Die Beschwerdeführerin hat dem Bund (Bundesminister für Wirtschaft und Arbeit) Aufwendungen in der Höhe von EUR 332,-- binnen zwei Wochen bei sonstiger Exekution zu ersetzen.
Begründung
Mit Bescheid der regionalen Geschäftsstelle des Arbeitsmarktservice vom 2. Dezember 1999 wurde der Bezug der Notstandshilfe der Beschwerdeführerin für den Zeitraum vom 1. Oktober 1999 bis 31. Oktober 1999 gemäß § 38 iVm § 24 Abs. 2 AlVG widerrufen bzw. die Bemessung rückwirkend berichtigt und die Beschwerdeführerin gemäß § 38 iVm § 25 Abs. 1 AlVG zur Rückzahlung der unberechtigt empfangenen Notstandshilfe in Höhe von S 682,-- verpflichtet. Begründend wurde ausgeführt, dass die Beschwerdeführerin den Familienzuschlag für ihren Sohn S. für den Zeitraum vom 1. Oktober 1999 bis 31. Oktober 1999 zu Unrecht bezogen habe, da sie die Arbeitsaufnahme ihres Sohnes nicht gemeldet habe.
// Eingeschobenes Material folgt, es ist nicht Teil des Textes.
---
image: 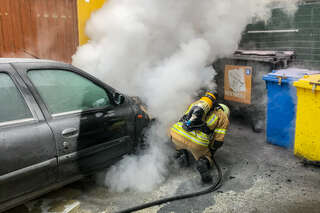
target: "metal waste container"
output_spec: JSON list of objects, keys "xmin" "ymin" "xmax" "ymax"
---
[{"xmin": 213, "ymin": 50, "xmax": 295, "ymax": 132}]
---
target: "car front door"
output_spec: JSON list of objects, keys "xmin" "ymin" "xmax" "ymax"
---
[
  {"xmin": 0, "ymin": 64, "xmax": 58, "ymax": 209},
  {"xmin": 14, "ymin": 63, "xmax": 134, "ymax": 180}
]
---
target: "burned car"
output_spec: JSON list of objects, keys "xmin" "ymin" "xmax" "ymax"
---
[{"xmin": 0, "ymin": 58, "xmax": 150, "ymax": 212}]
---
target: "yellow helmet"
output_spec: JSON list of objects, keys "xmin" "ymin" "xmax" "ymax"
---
[{"xmin": 219, "ymin": 104, "xmax": 230, "ymax": 118}]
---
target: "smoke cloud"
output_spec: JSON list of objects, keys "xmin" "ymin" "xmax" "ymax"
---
[{"xmin": 72, "ymin": 0, "xmax": 299, "ymax": 192}]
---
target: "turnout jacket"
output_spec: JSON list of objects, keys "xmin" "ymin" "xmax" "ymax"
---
[{"xmin": 171, "ymin": 101, "xmax": 229, "ymax": 148}]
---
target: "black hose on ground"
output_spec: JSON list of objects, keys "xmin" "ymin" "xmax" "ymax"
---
[{"xmin": 115, "ymin": 157, "xmax": 223, "ymax": 213}]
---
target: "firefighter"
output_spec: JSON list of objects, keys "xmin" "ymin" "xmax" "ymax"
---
[{"xmin": 170, "ymin": 93, "xmax": 230, "ymax": 183}]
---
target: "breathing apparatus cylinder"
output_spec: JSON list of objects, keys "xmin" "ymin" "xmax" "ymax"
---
[{"xmin": 182, "ymin": 92, "xmax": 216, "ymax": 132}]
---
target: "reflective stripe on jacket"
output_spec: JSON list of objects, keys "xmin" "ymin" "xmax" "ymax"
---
[
  {"xmin": 171, "ymin": 122, "xmax": 210, "ymax": 147},
  {"xmin": 206, "ymin": 113, "xmax": 218, "ymax": 126},
  {"xmin": 172, "ymin": 102, "xmax": 229, "ymax": 147},
  {"xmin": 206, "ymin": 109, "xmax": 229, "ymax": 142}
]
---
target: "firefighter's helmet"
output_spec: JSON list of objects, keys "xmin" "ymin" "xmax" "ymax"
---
[{"xmin": 219, "ymin": 103, "xmax": 230, "ymax": 118}]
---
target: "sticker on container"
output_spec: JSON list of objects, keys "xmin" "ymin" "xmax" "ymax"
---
[
  {"xmin": 228, "ymin": 68, "xmax": 246, "ymax": 92},
  {"xmin": 224, "ymin": 65, "xmax": 252, "ymax": 104},
  {"xmin": 245, "ymin": 68, "xmax": 251, "ymax": 75}
]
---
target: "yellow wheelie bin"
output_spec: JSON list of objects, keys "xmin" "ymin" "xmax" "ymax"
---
[{"xmin": 293, "ymin": 74, "xmax": 320, "ymax": 161}]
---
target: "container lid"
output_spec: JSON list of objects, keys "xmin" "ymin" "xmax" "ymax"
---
[
  {"xmin": 293, "ymin": 74, "xmax": 320, "ymax": 91},
  {"xmin": 263, "ymin": 68, "xmax": 320, "ymax": 84}
]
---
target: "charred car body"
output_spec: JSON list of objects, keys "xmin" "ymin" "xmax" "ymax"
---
[{"xmin": 0, "ymin": 58, "xmax": 150, "ymax": 212}]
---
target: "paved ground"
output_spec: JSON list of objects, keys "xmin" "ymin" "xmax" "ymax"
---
[{"xmin": 6, "ymin": 117, "xmax": 320, "ymax": 213}]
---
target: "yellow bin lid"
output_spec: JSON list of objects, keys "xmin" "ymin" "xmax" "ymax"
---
[{"xmin": 293, "ymin": 74, "xmax": 320, "ymax": 91}]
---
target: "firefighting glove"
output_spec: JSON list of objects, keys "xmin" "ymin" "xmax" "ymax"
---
[
  {"xmin": 210, "ymin": 141, "xmax": 223, "ymax": 156},
  {"xmin": 200, "ymin": 124, "xmax": 211, "ymax": 134}
]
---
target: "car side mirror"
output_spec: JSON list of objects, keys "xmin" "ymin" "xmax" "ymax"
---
[{"xmin": 113, "ymin": 92, "xmax": 125, "ymax": 105}]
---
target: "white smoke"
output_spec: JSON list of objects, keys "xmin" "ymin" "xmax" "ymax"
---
[{"xmin": 72, "ymin": 0, "xmax": 299, "ymax": 192}]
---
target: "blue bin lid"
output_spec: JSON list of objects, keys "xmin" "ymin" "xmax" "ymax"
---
[{"xmin": 263, "ymin": 68, "xmax": 320, "ymax": 84}]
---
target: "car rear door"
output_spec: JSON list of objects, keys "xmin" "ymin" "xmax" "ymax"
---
[
  {"xmin": 13, "ymin": 62, "xmax": 134, "ymax": 180},
  {"xmin": 0, "ymin": 63, "xmax": 58, "ymax": 207}
]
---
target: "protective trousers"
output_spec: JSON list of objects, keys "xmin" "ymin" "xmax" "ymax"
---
[{"xmin": 170, "ymin": 122, "xmax": 213, "ymax": 166}]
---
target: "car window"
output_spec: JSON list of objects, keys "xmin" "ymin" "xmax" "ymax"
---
[
  {"xmin": 28, "ymin": 69, "xmax": 111, "ymax": 115},
  {"xmin": 0, "ymin": 73, "xmax": 33, "ymax": 123}
]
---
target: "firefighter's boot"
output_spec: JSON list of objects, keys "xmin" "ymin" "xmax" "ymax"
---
[
  {"xmin": 196, "ymin": 157, "xmax": 212, "ymax": 183},
  {"xmin": 175, "ymin": 149, "xmax": 189, "ymax": 167}
]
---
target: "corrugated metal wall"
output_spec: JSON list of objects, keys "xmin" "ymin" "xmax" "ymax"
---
[
  {"xmin": 0, "ymin": 0, "xmax": 78, "ymax": 63},
  {"xmin": 239, "ymin": 2, "xmax": 320, "ymax": 69}
]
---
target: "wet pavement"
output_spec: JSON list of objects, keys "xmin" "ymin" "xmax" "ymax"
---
[{"xmin": 6, "ymin": 117, "xmax": 320, "ymax": 213}]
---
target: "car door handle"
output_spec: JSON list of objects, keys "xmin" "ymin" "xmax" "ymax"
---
[
  {"xmin": 62, "ymin": 128, "xmax": 78, "ymax": 138},
  {"xmin": 104, "ymin": 114, "xmax": 113, "ymax": 119},
  {"xmin": 103, "ymin": 112, "xmax": 116, "ymax": 120}
]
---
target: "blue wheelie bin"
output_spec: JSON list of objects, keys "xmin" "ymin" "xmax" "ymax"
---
[{"xmin": 263, "ymin": 68, "xmax": 320, "ymax": 148}]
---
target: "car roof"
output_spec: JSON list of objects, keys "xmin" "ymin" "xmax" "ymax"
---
[{"xmin": 0, "ymin": 58, "xmax": 61, "ymax": 64}]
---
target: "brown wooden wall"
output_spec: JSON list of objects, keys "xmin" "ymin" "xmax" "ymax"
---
[{"xmin": 0, "ymin": 0, "xmax": 78, "ymax": 63}]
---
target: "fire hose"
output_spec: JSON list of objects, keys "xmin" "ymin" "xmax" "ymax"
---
[{"xmin": 115, "ymin": 156, "xmax": 223, "ymax": 213}]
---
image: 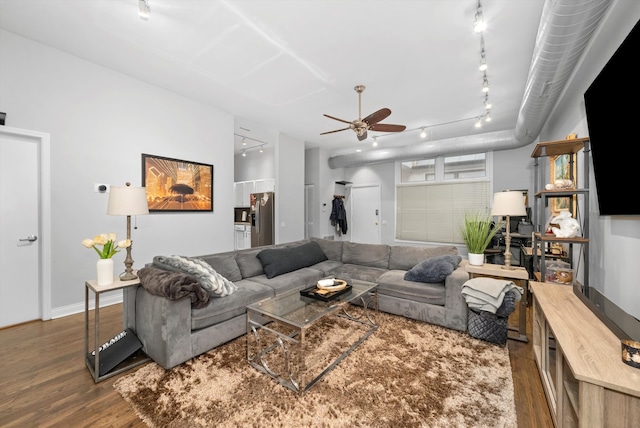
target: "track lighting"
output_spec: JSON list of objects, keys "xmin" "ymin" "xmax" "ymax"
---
[
  {"xmin": 259, "ymin": 145, "xmax": 264, "ymax": 153},
  {"xmin": 479, "ymin": 53, "xmax": 487, "ymax": 71},
  {"xmin": 372, "ymin": 137, "xmax": 378, "ymax": 147},
  {"xmin": 473, "ymin": 1, "xmax": 486, "ymax": 33},
  {"xmin": 138, "ymin": 0, "xmax": 150, "ymax": 20},
  {"xmin": 242, "ymin": 138, "xmax": 246, "ymax": 145},
  {"xmin": 475, "ymin": 118, "xmax": 482, "ymax": 128},
  {"xmin": 241, "ymin": 149, "xmax": 246, "ymax": 157},
  {"xmin": 482, "ymin": 76, "xmax": 489, "ymax": 93},
  {"xmin": 485, "ymin": 113, "xmax": 492, "ymax": 122},
  {"xmin": 483, "ymin": 95, "xmax": 492, "ymax": 110},
  {"xmin": 420, "ymin": 128, "xmax": 427, "ymax": 138}
]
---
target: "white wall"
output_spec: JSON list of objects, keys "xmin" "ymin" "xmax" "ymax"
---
[
  {"xmin": 0, "ymin": 30, "xmax": 235, "ymax": 316},
  {"xmin": 234, "ymin": 146, "xmax": 275, "ymax": 182},
  {"xmin": 275, "ymin": 133, "xmax": 305, "ymax": 243},
  {"xmin": 538, "ymin": 0, "xmax": 640, "ymax": 320}
]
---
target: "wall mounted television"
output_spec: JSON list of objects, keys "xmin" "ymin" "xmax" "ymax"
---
[
  {"xmin": 584, "ymin": 18, "xmax": 640, "ymax": 216},
  {"xmin": 580, "ymin": 18, "xmax": 640, "ymax": 343}
]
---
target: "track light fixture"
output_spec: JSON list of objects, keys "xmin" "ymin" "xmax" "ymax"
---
[
  {"xmin": 372, "ymin": 137, "xmax": 378, "ymax": 147},
  {"xmin": 420, "ymin": 128, "xmax": 427, "ymax": 138},
  {"xmin": 241, "ymin": 149, "xmax": 246, "ymax": 157},
  {"xmin": 482, "ymin": 75, "xmax": 489, "ymax": 93},
  {"xmin": 138, "ymin": 0, "xmax": 150, "ymax": 20},
  {"xmin": 259, "ymin": 145, "xmax": 264, "ymax": 153},
  {"xmin": 475, "ymin": 117, "xmax": 483, "ymax": 128},
  {"xmin": 242, "ymin": 138, "xmax": 246, "ymax": 145},
  {"xmin": 473, "ymin": 0, "xmax": 486, "ymax": 33}
]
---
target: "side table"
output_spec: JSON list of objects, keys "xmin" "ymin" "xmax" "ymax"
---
[
  {"xmin": 84, "ymin": 278, "xmax": 149, "ymax": 382},
  {"xmin": 464, "ymin": 263, "xmax": 529, "ymax": 342}
]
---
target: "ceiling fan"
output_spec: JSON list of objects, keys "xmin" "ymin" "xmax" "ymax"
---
[{"xmin": 321, "ymin": 85, "xmax": 406, "ymax": 141}]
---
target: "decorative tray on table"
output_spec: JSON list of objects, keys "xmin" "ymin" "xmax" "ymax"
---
[{"xmin": 300, "ymin": 279, "xmax": 351, "ymax": 302}]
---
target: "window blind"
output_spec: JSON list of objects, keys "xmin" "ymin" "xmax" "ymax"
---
[{"xmin": 396, "ymin": 181, "xmax": 491, "ymax": 244}]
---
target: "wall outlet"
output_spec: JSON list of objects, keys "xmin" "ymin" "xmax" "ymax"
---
[{"xmin": 94, "ymin": 183, "xmax": 110, "ymax": 193}]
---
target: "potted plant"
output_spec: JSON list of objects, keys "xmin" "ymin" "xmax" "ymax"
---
[{"xmin": 460, "ymin": 211, "xmax": 503, "ymax": 265}]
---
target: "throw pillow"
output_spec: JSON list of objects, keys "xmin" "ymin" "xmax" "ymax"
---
[
  {"xmin": 258, "ymin": 241, "xmax": 328, "ymax": 279},
  {"xmin": 404, "ymin": 255, "xmax": 462, "ymax": 283}
]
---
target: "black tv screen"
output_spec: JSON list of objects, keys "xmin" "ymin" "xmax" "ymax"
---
[{"xmin": 584, "ymin": 18, "xmax": 640, "ymax": 215}]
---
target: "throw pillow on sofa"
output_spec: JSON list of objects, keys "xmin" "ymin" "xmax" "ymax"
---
[
  {"xmin": 258, "ymin": 241, "xmax": 328, "ymax": 279},
  {"xmin": 152, "ymin": 255, "xmax": 237, "ymax": 297},
  {"xmin": 404, "ymin": 255, "xmax": 462, "ymax": 283}
]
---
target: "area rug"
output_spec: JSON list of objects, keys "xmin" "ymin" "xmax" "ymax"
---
[{"xmin": 114, "ymin": 312, "xmax": 517, "ymax": 427}]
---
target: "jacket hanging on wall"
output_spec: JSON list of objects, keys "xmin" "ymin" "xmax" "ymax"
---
[{"xmin": 330, "ymin": 196, "xmax": 348, "ymax": 235}]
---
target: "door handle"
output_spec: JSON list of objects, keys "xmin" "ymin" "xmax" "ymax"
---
[{"xmin": 19, "ymin": 235, "xmax": 38, "ymax": 242}]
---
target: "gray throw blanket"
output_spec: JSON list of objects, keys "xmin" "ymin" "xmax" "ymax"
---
[
  {"xmin": 153, "ymin": 255, "xmax": 237, "ymax": 297},
  {"xmin": 138, "ymin": 267, "xmax": 209, "ymax": 309}
]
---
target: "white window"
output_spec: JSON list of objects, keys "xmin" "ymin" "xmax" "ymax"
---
[{"xmin": 396, "ymin": 153, "xmax": 492, "ymax": 244}]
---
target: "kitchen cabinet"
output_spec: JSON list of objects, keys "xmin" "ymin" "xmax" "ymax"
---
[
  {"xmin": 235, "ymin": 179, "xmax": 274, "ymax": 207},
  {"xmin": 234, "ymin": 224, "xmax": 250, "ymax": 250}
]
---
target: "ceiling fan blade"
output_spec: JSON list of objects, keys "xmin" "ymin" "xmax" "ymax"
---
[
  {"xmin": 323, "ymin": 114, "xmax": 353, "ymax": 125},
  {"xmin": 363, "ymin": 108, "xmax": 391, "ymax": 126},
  {"xmin": 357, "ymin": 130, "xmax": 368, "ymax": 141},
  {"xmin": 368, "ymin": 123, "xmax": 407, "ymax": 133},
  {"xmin": 320, "ymin": 127, "xmax": 351, "ymax": 135}
]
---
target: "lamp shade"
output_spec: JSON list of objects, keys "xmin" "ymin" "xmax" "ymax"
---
[
  {"xmin": 107, "ymin": 185, "xmax": 149, "ymax": 216},
  {"xmin": 491, "ymin": 191, "xmax": 527, "ymax": 217}
]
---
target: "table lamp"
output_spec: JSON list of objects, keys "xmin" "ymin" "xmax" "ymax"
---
[
  {"xmin": 491, "ymin": 190, "xmax": 527, "ymax": 270},
  {"xmin": 107, "ymin": 182, "xmax": 149, "ymax": 280}
]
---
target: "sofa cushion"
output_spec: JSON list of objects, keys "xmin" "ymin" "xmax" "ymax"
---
[
  {"xmin": 341, "ymin": 242, "xmax": 390, "ymax": 269},
  {"xmin": 404, "ymin": 255, "xmax": 462, "ymax": 283},
  {"xmin": 388, "ymin": 245, "xmax": 459, "ymax": 270},
  {"xmin": 235, "ymin": 249, "xmax": 265, "ymax": 279},
  {"xmin": 257, "ymin": 241, "xmax": 328, "ymax": 279},
  {"xmin": 326, "ymin": 263, "xmax": 388, "ymax": 284},
  {"xmin": 377, "ymin": 270, "xmax": 446, "ymax": 305},
  {"xmin": 249, "ymin": 267, "xmax": 324, "ymax": 295},
  {"xmin": 310, "ymin": 237, "xmax": 344, "ymax": 261},
  {"xmin": 198, "ymin": 253, "xmax": 243, "ymax": 282},
  {"xmin": 190, "ymin": 279, "xmax": 274, "ymax": 330}
]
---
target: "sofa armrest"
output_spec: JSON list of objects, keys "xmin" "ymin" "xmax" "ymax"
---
[
  {"xmin": 443, "ymin": 260, "xmax": 470, "ymax": 330},
  {"xmin": 130, "ymin": 286, "xmax": 193, "ymax": 369}
]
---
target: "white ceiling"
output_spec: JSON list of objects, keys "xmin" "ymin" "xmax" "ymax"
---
[{"xmin": 0, "ymin": 0, "xmax": 545, "ymax": 157}]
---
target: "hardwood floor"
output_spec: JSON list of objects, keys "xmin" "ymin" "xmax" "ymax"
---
[{"xmin": 0, "ymin": 302, "xmax": 553, "ymax": 427}]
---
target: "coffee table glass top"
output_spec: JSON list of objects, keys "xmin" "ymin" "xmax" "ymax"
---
[{"xmin": 246, "ymin": 279, "xmax": 377, "ymax": 328}]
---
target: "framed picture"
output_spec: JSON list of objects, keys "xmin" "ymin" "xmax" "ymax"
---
[
  {"xmin": 141, "ymin": 153, "xmax": 213, "ymax": 212},
  {"xmin": 549, "ymin": 154, "xmax": 575, "ymax": 214}
]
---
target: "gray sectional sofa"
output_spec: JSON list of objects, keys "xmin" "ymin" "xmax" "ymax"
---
[{"xmin": 124, "ymin": 237, "xmax": 470, "ymax": 369}]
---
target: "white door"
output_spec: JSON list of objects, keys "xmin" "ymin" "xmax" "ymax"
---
[
  {"xmin": 304, "ymin": 184, "xmax": 314, "ymax": 239},
  {"xmin": 0, "ymin": 127, "xmax": 50, "ymax": 327},
  {"xmin": 349, "ymin": 184, "xmax": 381, "ymax": 244}
]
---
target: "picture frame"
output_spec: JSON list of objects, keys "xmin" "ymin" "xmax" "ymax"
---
[
  {"xmin": 549, "ymin": 153, "xmax": 576, "ymax": 214},
  {"xmin": 141, "ymin": 153, "xmax": 213, "ymax": 212}
]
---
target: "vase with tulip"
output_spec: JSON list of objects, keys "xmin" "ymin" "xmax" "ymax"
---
[{"xmin": 82, "ymin": 233, "xmax": 131, "ymax": 285}]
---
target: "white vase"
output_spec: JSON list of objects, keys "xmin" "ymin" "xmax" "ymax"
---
[
  {"xmin": 96, "ymin": 258, "xmax": 114, "ymax": 286},
  {"xmin": 468, "ymin": 253, "xmax": 484, "ymax": 266}
]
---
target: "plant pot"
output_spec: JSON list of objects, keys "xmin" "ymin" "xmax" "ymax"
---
[
  {"xmin": 97, "ymin": 258, "xmax": 114, "ymax": 286},
  {"xmin": 468, "ymin": 253, "xmax": 484, "ymax": 266}
]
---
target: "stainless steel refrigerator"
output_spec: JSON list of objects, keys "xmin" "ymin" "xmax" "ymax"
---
[{"xmin": 250, "ymin": 192, "xmax": 274, "ymax": 247}]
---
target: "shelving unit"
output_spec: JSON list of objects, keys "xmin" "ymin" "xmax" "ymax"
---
[
  {"xmin": 531, "ymin": 137, "xmax": 590, "ymax": 292},
  {"xmin": 530, "ymin": 281, "xmax": 640, "ymax": 427}
]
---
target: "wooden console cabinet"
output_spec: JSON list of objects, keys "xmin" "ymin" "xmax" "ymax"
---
[{"xmin": 530, "ymin": 281, "xmax": 640, "ymax": 427}]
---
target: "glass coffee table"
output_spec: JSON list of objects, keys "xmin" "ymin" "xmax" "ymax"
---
[{"xmin": 246, "ymin": 279, "xmax": 378, "ymax": 394}]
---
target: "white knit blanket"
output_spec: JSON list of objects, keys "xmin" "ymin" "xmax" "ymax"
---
[
  {"xmin": 153, "ymin": 255, "xmax": 237, "ymax": 297},
  {"xmin": 461, "ymin": 277, "xmax": 523, "ymax": 314}
]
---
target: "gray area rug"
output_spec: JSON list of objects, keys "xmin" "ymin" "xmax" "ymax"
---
[{"xmin": 114, "ymin": 311, "xmax": 517, "ymax": 427}]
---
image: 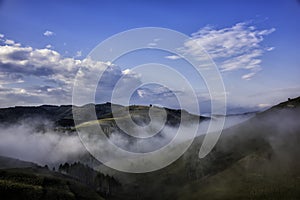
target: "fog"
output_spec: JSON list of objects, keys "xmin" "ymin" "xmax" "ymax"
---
[
  {"xmin": 212, "ymin": 108, "xmax": 300, "ymax": 174},
  {"xmin": 262, "ymin": 108, "xmax": 300, "ymax": 170},
  {"xmin": 0, "ymin": 113, "xmax": 255, "ymax": 166},
  {"xmin": 108, "ymin": 113, "xmax": 255, "ymax": 153},
  {"xmin": 0, "ymin": 121, "xmax": 87, "ymax": 166}
]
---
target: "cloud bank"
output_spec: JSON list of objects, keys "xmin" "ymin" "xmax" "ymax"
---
[
  {"xmin": 0, "ymin": 36, "xmax": 142, "ymax": 107},
  {"xmin": 0, "ymin": 35, "xmax": 195, "ymax": 110},
  {"xmin": 0, "ymin": 121, "xmax": 86, "ymax": 165}
]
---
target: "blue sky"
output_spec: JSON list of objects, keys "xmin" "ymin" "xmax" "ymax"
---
[{"xmin": 0, "ymin": 0, "xmax": 300, "ymax": 113}]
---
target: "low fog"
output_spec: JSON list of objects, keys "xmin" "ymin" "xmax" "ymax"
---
[
  {"xmin": 0, "ymin": 112, "xmax": 266, "ymax": 167},
  {"xmin": 211, "ymin": 107, "xmax": 300, "ymax": 174},
  {"xmin": 0, "ymin": 120, "xmax": 87, "ymax": 165},
  {"xmin": 108, "ymin": 113, "xmax": 255, "ymax": 153}
]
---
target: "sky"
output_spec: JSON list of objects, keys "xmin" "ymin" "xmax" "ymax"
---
[{"xmin": 0, "ymin": 0, "xmax": 300, "ymax": 114}]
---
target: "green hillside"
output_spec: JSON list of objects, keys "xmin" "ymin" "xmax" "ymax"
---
[
  {"xmin": 0, "ymin": 167, "xmax": 105, "ymax": 200},
  {"xmin": 96, "ymin": 97, "xmax": 300, "ymax": 200}
]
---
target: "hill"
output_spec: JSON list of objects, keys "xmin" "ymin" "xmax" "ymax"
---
[
  {"xmin": 95, "ymin": 96, "xmax": 300, "ymax": 199},
  {"xmin": 0, "ymin": 167, "xmax": 105, "ymax": 200},
  {"xmin": 0, "ymin": 103, "xmax": 208, "ymax": 130},
  {"xmin": 0, "ymin": 156, "xmax": 39, "ymax": 170},
  {"xmin": 0, "ymin": 97, "xmax": 299, "ymax": 199},
  {"xmin": 0, "ymin": 158, "xmax": 121, "ymax": 200}
]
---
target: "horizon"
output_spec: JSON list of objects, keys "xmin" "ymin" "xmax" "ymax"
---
[{"xmin": 3, "ymin": 96, "xmax": 299, "ymax": 116}]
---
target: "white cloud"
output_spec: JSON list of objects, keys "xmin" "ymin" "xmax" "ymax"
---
[
  {"xmin": 147, "ymin": 42, "xmax": 157, "ymax": 47},
  {"xmin": 241, "ymin": 72, "xmax": 256, "ymax": 80},
  {"xmin": 14, "ymin": 43, "xmax": 21, "ymax": 47},
  {"xmin": 184, "ymin": 22, "xmax": 275, "ymax": 79},
  {"xmin": 122, "ymin": 69, "xmax": 132, "ymax": 75},
  {"xmin": 43, "ymin": 30, "xmax": 54, "ymax": 37},
  {"xmin": 4, "ymin": 39, "xmax": 15, "ymax": 45},
  {"xmin": 165, "ymin": 55, "xmax": 182, "ymax": 60},
  {"xmin": 0, "ymin": 41, "xmax": 145, "ymax": 107},
  {"xmin": 3, "ymin": 38, "xmax": 21, "ymax": 47},
  {"xmin": 45, "ymin": 44, "xmax": 52, "ymax": 49},
  {"xmin": 137, "ymin": 89, "xmax": 145, "ymax": 98},
  {"xmin": 147, "ymin": 38, "xmax": 161, "ymax": 47},
  {"xmin": 222, "ymin": 49, "xmax": 263, "ymax": 71},
  {"xmin": 0, "ymin": 45, "xmax": 77, "ymax": 106},
  {"xmin": 0, "ymin": 34, "xmax": 4, "ymax": 38}
]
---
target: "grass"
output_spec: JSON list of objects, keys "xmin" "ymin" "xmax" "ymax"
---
[
  {"xmin": 177, "ymin": 151, "xmax": 300, "ymax": 200},
  {"xmin": 0, "ymin": 168, "xmax": 104, "ymax": 200},
  {"xmin": 98, "ymin": 105, "xmax": 300, "ymax": 200}
]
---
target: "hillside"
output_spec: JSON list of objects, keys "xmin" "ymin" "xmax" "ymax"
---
[
  {"xmin": 0, "ymin": 97, "xmax": 299, "ymax": 199},
  {"xmin": 0, "ymin": 156, "xmax": 39, "ymax": 170},
  {"xmin": 0, "ymin": 103, "xmax": 117, "ymax": 128},
  {"xmin": 0, "ymin": 158, "xmax": 121, "ymax": 200},
  {"xmin": 0, "ymin": 103, "xmax": 207, "ymax": 130},
  {"xmin": 0, "ymin": 167, "xmax": 105, "ymax": 200},
  {"xmin": 95, "ymin": 96, "xmax": 300, "ymax": 199}
]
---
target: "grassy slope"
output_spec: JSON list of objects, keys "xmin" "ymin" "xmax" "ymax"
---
[
  {"xmin": 0, "ymin": 167, "xmax": 105, "ymax": 200},
  {"xmin": 178, "ymin": 150, "xmax": 300, "ymax": 200},
  {"xmin": 101, "ymin": 97, "xmax": 300, "ymax": 200},
  {"xmin": 75, "ymin": 105, "xmax": 204, "ymax": 128},
  {"xmin": 0, "ymin": 156, "xmax": 39, "ymax": 169}
]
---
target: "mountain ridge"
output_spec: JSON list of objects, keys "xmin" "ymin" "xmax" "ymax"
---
[{"xmin": 0, "ymin": 102, "xmax": 209, "ymax": 129}]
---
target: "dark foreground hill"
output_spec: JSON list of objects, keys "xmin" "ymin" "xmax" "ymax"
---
[
  {"xmin": 0, "ymin": 156, "xmax": 121, "ymax": 200},
  {"xmin": 0, "ymin": 167, "xmax": 105, "ymax": 200}
]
In ihrer Berufung gegen diesen Bescheid führte die Beschwerdeführerin im Wesentlichen aus, es sei ihr nicht bekannt, dass sie zu Unrecht zu viel Notstandshilfe oder Familienzuschlag bezogen hätte. Ihr Sohn befinde sich in keinem dauerhaften Dienstverhältnis. Es sei auch aktenkundig, dass er durch ein Konkursverfahren den Kündigungsschutz und den Entlassungsschutz nach Leistung des Präsenzdienstes verloren habe. Die Beschwerdeführerin habe auch keine unwahren Angaben gemacht und nichts verschwiegen. Ihr Sohn sei für 3. Jänner 2000 zum Bundesheer einberufen worden. Seine derzeitige Tätigkeit diene der Weiterbildung. Es bestehe auch kein Arbeitsvertrag. Am 6. Dezember 1999 habe ihr Sohn den Bescheid bekommen, "dass Insolvenz-Ausfall zugesprochen" werde.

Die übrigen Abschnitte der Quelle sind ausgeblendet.